Tuesday, 27 November 2012

How to Navigate in an Inconsistent Market.

A couple of months ago, when I was obsessed with the Olympics, I suggested that the housing market and the condo market were not in sync any longer. They are synchronized divers no more, to use an Olympic analogy. 

And this desynchronizing has only become more pronounced since the summer. To simplify, the housing market is a sellers' market with its limited supply and a decent amount of bidding wars. (In fact, I was in battle yesterday with 7 bids!) And the condo market is generally a buyers' market with it's larger supply and very, very few bidding wars.

But I wish it were that simple. Some great houses still don't sell. It's a mix of where you are and whether your neighbourhood is in demand. For some areas, I have a collection of buyers looking for houses in a certain price range who are frustrated by the bidding wars they have encountered despite the crabby, sky-is-falling real estate forecasts. 

As far as condos go, don't panic if you have one. And don't think the world is your oyster if you are planning on buying one soon. Yes, the market has certainly cooled in the condo department, but it may not last as long as every one thinks. Just be wise on how you invest.

Here are a few tips:

1. Don't buy new. It's really not very appealing at the moment. Developers often project what they think a condo will cost on the completion date. They will use past sales patterns to project what they think a property will cost in say 2015 when the condo should be built. The thing is, it's 2012, and they don't know how much a condo will cost in the future.  They're generally overpriced. In fact, as far as condos go, I say buy converted lofts - they are in short supply and usually increase in value. 

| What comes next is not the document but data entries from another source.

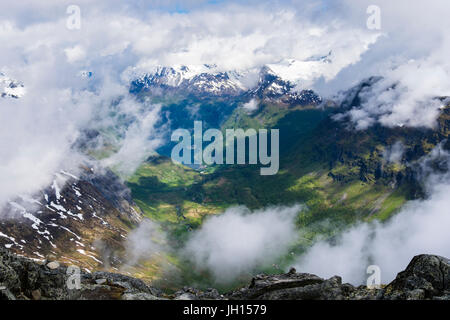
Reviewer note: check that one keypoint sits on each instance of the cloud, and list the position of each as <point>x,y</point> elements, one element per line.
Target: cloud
<point>394,153</point>
<point>238,241</point>
<point>250,106</point>
<point>39,129</point>
<point>410,54</point>
<point>421,227</point>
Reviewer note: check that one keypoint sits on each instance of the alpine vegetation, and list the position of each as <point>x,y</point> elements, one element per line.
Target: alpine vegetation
<point>213,152</point>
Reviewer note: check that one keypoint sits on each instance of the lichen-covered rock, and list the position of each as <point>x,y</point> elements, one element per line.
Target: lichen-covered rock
<point>426,277</point>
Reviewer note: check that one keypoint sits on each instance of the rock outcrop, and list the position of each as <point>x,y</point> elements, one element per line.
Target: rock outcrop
<point>426,277</point>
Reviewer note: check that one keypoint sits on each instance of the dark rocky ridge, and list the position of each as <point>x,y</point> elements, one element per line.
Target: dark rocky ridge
<point>426,277</point>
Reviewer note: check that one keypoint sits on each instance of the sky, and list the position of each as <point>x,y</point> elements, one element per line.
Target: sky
<point>117,40</point>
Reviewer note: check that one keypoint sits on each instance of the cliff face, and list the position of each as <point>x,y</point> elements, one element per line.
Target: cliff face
<point>426,277</point>
<point>78,220</point>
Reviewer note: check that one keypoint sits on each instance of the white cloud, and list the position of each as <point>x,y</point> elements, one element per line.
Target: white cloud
<point>236,242</point>
<point>250,106</point>
<point>420,228</point>
<point>75,53</point>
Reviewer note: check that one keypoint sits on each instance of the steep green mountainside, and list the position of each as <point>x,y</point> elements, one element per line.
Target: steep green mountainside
<point>339,174</point>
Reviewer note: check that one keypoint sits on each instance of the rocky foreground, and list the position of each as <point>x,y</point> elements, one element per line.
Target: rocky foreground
<point>426,277</point>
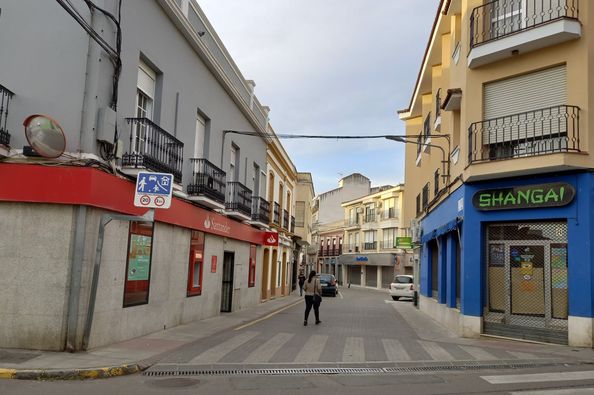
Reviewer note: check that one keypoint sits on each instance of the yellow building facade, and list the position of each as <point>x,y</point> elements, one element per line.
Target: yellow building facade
<point>498,171</point>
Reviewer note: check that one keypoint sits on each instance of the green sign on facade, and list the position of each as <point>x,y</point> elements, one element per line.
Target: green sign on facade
<point>526,196</point>
<point>139,261</point>
<point>404,242</point>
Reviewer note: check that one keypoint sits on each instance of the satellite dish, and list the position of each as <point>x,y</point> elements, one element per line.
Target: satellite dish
<point>45,135</point>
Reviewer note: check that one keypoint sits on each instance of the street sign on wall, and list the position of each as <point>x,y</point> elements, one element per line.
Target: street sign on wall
<point>153,190</point>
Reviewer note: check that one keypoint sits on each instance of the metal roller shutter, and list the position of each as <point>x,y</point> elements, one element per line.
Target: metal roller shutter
<point>354,275</point>
<point>371,276</point>
<point>545,88</point>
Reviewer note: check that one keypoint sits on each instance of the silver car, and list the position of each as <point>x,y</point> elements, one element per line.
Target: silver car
<point>402,287</point>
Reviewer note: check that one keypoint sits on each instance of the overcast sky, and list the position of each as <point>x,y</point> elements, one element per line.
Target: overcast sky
<point>331,67</point>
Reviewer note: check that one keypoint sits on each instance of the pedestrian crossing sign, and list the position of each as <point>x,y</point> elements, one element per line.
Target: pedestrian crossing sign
<point>153,190</point>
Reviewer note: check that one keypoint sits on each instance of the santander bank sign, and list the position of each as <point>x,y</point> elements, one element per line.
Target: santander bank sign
<point>271,239</point>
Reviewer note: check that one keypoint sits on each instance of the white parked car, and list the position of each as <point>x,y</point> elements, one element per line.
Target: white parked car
<point>402,287</point>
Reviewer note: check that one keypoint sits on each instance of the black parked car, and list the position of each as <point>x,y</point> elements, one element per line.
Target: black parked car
<point>328,283</point>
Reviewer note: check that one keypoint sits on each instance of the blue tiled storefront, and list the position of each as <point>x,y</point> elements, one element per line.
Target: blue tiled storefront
<point>471,265</point>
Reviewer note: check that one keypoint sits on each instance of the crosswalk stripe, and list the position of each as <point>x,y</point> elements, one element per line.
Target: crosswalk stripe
<point>539,377</point>
<point>267,350</point>
<point>478,353</point>
<point>522,355</point>
<point>394,350</point>
<point>217,352</point>
<point>354,350</point>
<point>436,352</point>
<point>312,350</point>
<point>569,391</point>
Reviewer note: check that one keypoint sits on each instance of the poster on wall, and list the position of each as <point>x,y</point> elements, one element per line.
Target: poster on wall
<point>139,261</point>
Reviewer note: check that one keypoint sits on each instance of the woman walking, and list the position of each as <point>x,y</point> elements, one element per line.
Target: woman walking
<point>313,296</point>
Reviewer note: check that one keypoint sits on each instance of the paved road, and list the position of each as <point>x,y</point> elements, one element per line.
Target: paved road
<point>358,326</point>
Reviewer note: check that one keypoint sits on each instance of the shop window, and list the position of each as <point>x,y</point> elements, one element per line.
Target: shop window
<point>196,263</point>
<point>138,264</point>
<point>252,270</point>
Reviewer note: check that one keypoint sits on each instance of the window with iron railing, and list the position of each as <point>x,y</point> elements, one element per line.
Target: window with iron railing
<point>425,196</point>
<point>436,182</point>
<point>5,97</point>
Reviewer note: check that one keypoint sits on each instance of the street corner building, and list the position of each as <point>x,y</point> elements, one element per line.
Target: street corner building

2. All neigbhourhoods are not created equal. I am still a firm believer that if you are near an improving commercial strip, you will be making a wise investment. Look what a great commercial strip did for Leslieville? Now I'm looking at Danforth Village, Junction Triangle, Bloordale, Long Branch. When the economy tanked in the late 80s, the commercial strip in Little Italy on College kept on improving, bringing up the values of the homes nearby up in value. 

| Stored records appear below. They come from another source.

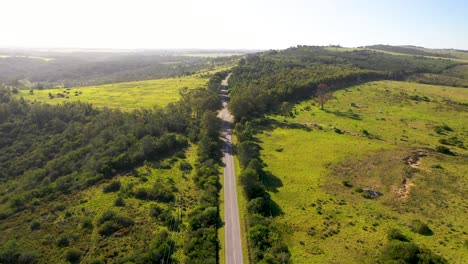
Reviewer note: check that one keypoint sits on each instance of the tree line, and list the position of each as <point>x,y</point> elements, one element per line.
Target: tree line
<point>262,81</point>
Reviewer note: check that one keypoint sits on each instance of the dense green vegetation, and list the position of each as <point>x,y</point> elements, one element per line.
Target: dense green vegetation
<point>125,96</point>
<point>263,81</point>
<point>409,50</point>
<point>319,178</point>
<point>265,241</point>
<point>29,69</point>
<point>72,151</point>
<point>330,184</point>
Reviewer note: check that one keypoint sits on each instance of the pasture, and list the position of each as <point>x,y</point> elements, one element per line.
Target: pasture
<point>124,96</point>
<point>382,136</point>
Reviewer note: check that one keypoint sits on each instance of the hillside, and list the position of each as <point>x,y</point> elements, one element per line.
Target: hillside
<point>67,68</point>
<point>94,185</point>
<point>336,165</point>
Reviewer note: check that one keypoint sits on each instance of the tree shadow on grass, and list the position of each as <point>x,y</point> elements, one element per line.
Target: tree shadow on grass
<point>349,115</point>
<point>271,124</point>
<point>271,182</point>
<point>274,208</point>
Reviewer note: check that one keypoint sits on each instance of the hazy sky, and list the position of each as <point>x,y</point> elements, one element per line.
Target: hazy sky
<point>251,24</point>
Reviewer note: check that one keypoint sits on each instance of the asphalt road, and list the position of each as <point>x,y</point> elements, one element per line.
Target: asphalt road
<point>233,240</point>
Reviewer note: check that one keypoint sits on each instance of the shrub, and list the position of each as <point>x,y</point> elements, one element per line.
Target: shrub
<point>114,186</point>
<point>63,241</point>
<point>107,216</point>
<point>395,234</point>
<point>444,150</point>
<point>87,223</point>
<point>110,222</point>
<point>141,193</point>
<point>119,202</point>
<point>73,255</point>
<point>421,228</point>
<point>108,228</point>
<point>346,183</point>
<point>338,131</point>
<point>407,252</point>
<point>35,225</point>
<point>358,189</point>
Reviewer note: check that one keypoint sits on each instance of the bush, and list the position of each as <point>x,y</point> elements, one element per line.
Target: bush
<point>346,183</point>
<point>358,189</point>
<point>63,241</point>
<point>444,150</point>
<point>114,186</point>
<point>87,223</point>
<point>395,234</point>
<point>407,252</point>
<point>120,202</point>
<point>107,216</point>
<point>108,228</point>
<point>35,225</point>
<point>110,222</point>
<point>73,255</point>
<point>421,228</point>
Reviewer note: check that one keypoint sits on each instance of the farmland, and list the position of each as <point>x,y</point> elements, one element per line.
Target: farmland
<point>320,160</point>
<point>125,96</point>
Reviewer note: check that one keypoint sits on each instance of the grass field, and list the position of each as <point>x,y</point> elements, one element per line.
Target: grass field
<point>125,96</point>
<point>63,218</point>
<point>320,158</point>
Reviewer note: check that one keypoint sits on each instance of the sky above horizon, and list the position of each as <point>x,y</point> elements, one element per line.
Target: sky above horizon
<point>241,24</point>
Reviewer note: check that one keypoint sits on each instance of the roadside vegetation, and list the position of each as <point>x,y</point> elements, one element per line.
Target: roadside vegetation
<point>85,184</point>
<point>379,159</point>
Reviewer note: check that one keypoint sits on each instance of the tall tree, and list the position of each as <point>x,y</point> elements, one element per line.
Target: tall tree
<point>323,94</point>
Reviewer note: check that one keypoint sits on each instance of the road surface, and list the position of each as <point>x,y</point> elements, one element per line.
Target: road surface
<point>233,240</point>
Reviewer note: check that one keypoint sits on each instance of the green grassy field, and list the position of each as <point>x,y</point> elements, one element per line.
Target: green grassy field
<point>366,146</point>
<point>125,96</point>
<point>64,218</point>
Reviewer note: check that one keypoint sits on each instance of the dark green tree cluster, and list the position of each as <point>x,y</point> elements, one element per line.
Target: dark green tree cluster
<point>202,244</point>
<point>214,83</point>
<point>81,69</point>
<point>400,250</point>
<point>411,50</point>
<point>264,238</point>
<point>262,81</point>
<point>53,150</point>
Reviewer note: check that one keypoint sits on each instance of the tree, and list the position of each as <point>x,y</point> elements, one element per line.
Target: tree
<point>323,94</point>
<point>286,109</point>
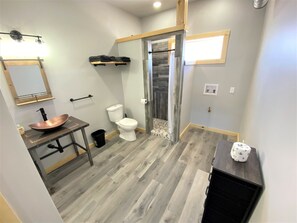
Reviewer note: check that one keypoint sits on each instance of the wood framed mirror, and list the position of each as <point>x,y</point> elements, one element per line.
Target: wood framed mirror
<point>27,81</point>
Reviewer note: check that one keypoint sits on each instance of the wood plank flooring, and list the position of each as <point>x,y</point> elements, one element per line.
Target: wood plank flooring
<point>148,180</point>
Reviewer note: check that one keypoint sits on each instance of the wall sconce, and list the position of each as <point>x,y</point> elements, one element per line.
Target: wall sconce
<point>17,36</point>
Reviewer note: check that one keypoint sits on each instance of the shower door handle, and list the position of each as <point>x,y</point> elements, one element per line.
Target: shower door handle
<point>143,101</point>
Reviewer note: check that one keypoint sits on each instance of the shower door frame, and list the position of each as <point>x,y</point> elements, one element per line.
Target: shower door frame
<point>178,81</point>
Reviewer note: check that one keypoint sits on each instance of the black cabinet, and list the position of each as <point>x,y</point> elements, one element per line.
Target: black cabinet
<point>234,187</point>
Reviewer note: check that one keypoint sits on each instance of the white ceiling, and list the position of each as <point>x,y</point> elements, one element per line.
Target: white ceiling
<point>142,8</point>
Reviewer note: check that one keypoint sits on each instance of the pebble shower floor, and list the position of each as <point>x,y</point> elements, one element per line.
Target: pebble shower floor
<point>160,128</point>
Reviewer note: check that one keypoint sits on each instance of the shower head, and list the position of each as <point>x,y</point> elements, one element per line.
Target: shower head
<point>260,3</point>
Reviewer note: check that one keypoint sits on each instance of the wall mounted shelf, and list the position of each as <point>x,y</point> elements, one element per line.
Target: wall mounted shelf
<point>99,63</point>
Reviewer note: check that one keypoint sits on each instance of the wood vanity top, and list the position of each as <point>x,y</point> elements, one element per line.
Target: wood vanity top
<point>34,139</point>
<point>248,171</point>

3. Don't buy in a giant building. If you have to sell in a buyer's market, you'll likely be up against someone in your building. Buy under 8 stories. At least you may be in a building that is not in a constant state of selling. Some units, however, in massive places are great if the unit is unique. The other exception: When you are a first time buyer on a limited budget, big condos an be affordable with maintenance fees that are spread out between more condo owners.